Detection of L1, infectious virions and anti-L1 antibody in domestic rabbits infected with cottontail rabbit papillomavirus.

Shope papillomavirus or cottontail rabbit papillomavirus (CRPV) is one of the first small DNA tumour viruses to be characterized. Although the natural host for CRPV is the cottontail rabbit (Sylvilagus floridanus), CRPV can infect domestic laboratory rabbits (Oryctolagus cuniculus) and induce tumour outgrowth and cancer development. In previous studies, investigators attempted to passage CRPV in domestic rabbits, but achieved very limited success, leading to the suggestion that CRPV infection in domestic rabbits was abortive. The persistence of specific anti-L1 antibody in sera from rabbits infected with either virus or viral DNA led us to revisit the questions as to whether L1 and infectious CRPV can be produced in domestic rabbit tissues. We detected various levels of L1 protein in most papillomas from CRPV-infected rabbits using recently developed monoclonal antibodies. Sensitive in vitro infectivity assays additionally confirmed that extracts from these papillomas were infectious. These studies demonstrated that the CRPV/New Zealand White rabbit model could be used as an in vivo model to study natural virus infection and viral life cycle of CRPV and not be limited to studies on abortive infections.

Establishment of a cottontail rabbit papillomavirus/HLA-A2.1 transgenic rabbit model.

Three transgenic rabbit lines that express a well-characterized human major histocompatibility complex class I (MHC-I) gene (HLA-A2.1) have been established. All three lines carry the HLA-A2.1 heavy chain and are able to pass the transgene to their offspring with both the outbred and the inbred EIII/JC genetic background. HLA-A2.1 colocalizes exclusively with rabbit MHC-I on the cell surfaces. These HLA-A2.1 transgenic rabbits demonstrated infection patterns similar to those found after cottontail rabbit papillomavirus (CRPV) challenge when compared with results in normal rabbits, although higher regression rates were found in HLA-A2.1 transgenic rabbits. Because the CRPV genome can accommodate significant modifications, the CRPV/HLA-A2.1 rabbit model has the potential to be used to screen HLA-A2.1-restricted immunogenic epitopes from human papillomaviruses in the context of in vivo papillomavirus infection.

An HLA-A2.1-transgenic rabbit model to study immunity to papillomavirus infection.

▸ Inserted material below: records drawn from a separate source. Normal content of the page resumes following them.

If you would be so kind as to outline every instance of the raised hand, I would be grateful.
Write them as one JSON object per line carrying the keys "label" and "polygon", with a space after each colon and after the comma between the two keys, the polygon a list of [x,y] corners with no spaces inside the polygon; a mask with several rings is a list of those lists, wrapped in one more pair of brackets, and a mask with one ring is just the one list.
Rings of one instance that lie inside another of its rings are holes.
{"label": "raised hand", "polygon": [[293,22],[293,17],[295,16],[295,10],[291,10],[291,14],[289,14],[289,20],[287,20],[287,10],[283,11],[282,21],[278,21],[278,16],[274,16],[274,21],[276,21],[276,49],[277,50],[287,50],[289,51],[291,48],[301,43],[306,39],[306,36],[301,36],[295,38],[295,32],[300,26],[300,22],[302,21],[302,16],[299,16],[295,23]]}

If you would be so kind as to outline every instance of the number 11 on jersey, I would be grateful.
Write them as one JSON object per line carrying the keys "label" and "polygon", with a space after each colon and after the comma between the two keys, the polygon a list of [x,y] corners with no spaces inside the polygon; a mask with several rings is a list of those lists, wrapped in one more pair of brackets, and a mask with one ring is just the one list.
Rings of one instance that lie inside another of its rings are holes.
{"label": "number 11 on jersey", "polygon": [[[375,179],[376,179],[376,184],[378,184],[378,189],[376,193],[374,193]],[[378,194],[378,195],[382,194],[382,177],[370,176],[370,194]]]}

We have established several HLA-A2.1-transgenic rabbit lines to provide a host to study CD8(+) T cell responses during virus infections. HLA-A2.1 protein expression was detected on cell surfaces within various organ tissues. Continuous cultured cells from these transgenic rabbits were capable of presenting both endogenous and exogenous HLA-A2.1-restricted epitopes to an HLA-A2.1-restricted epitope-specific CTL clone. A DNA vaccine containing an HLA-A2.1-restricted human papillomavirus type 16 E7 epitope (amino acid residues 82-90) stimulated epitope-specific CTLs in both PBLs and spleen cells of transgenic rabbits. In addition, vaccinated transgenic rabbits were protected against infection with a mutant cottontail rabbit papillomavirus DNA containing an embedded human papillomavirus type 16 E7/82-90 epitope. Complete protection was achieved using a multivalent epitope DNA vaccine based on epitope selection from cottontail rabbit papillomavirus E1 using MHC class I epitope prediction software. HLA-A2.1-transgenic rabbits will be an important preclinical animal model system to study virus-host interactions and to assess specific targets for immunotherapy.